Financial institutions made 615 billion yuan ($84.8 billion) in new loans in the month, according to the central bank’s data. That’s down from 775 billion in the same month last year, and was the lowest for any month since December 2017. New medium and long-term loans to companies slowed sharply from September, indicating weak demand for investment.

“This set of data for October is just too soft,” Iris Pang, chief China economist at ING Groep NV said in a note. “This indicates that demand for loans was weak in October. Together with PMI and trade data, we believe that there could be a deeper-than-expected slowdown during the month”.

Authorities may need to step up efforts to repair the credit appetite. That means a 25-basis point cut in the reserve requirement ratio, or the amount of cash banks must hold in reserves, is still possible before the end of the year, according to Citigroup Inc. economists led by Yu Xiangrong. A reduction in banks’ loan prime rate later this month is also more likely, they said in a note. 

A total of 2.2 trillion yuan of central bank funds in the form of medium-term lending facility will mature between November and January, and the PBOC could choose to cut the RRR to replace the maturing MLF funds during that time period, according to Everbright Securities Co analyst Zhang Xu.

Weakening domestic demand still remains a more fundamental and long-term problem, Shenwan Hongyuan Group analysts including Qin Tai wrote in a report. A greater fiscal deficit and more government spending to improve household income will be crucial, they added.

Credit growth is usually weaker in October as banks tend to lend less at the beginning of the quarter, and government bond issuance which is included in the aggregate financing data was also weak as many local authorities have exhausted their bond issuance limits for the year.  

“The credit cycle is likely to pause for the next few months. Much of the rise in the credit impulse earlier this year was due to the accelerated schedule for local government bond issuance, and now we’re on the other side of that,” said Adam Wolfe, China economist at Absolute Strategy Research.

The economic recovery faltered last month, with local governments stepping up Covid controls ahead of a twice-a-decade party congress, followed by worsening outbreaks toward the end of the month. Factory and services activity contracted, while exports and imports both unexpectedly fell for the first time in more than two years.

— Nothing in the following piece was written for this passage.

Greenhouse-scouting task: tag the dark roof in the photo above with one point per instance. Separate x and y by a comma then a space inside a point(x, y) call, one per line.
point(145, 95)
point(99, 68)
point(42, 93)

The continuing problems in China’s vast property sector are reflected in another sharp drop in new medium and long-term loans to households. The proxy for mortgages plunged to 33 billion yuan from 347 billion yuan in September. Short-term household loans, usually taken out for large-ticket consumption such as cars, shrank 51 billion yuan, reversing from expansion in the previous two months. 

“Shadow” banking, much of which flows to the property sector, contracted in October. The broad M2 measure of money supply rose 11.8% in October from a year earlier, decelerating from September’s 12.1% growth. The fact that M1 growth fell more than M2 is suggestive of precautionary saving behavior among households, Wrigley added.

The government has stepped up measures to encourage lending and financing in recent months, including allowing local governments to sell more bonds and ordering less profit-oriented “policy” banks to invest in infrastructure projects. The PBOC injected funds in the policy banks through a program called Pledged Supplemental Lending for a second month in October, after a suspension of that scheme for more than two years. 

Beijing and local governments also extended steps to help the struggling property sector, with the latest help coming from the expansion of a key financing support program designed to help private firms including developers sell more bonds by providing them with a government guarantee.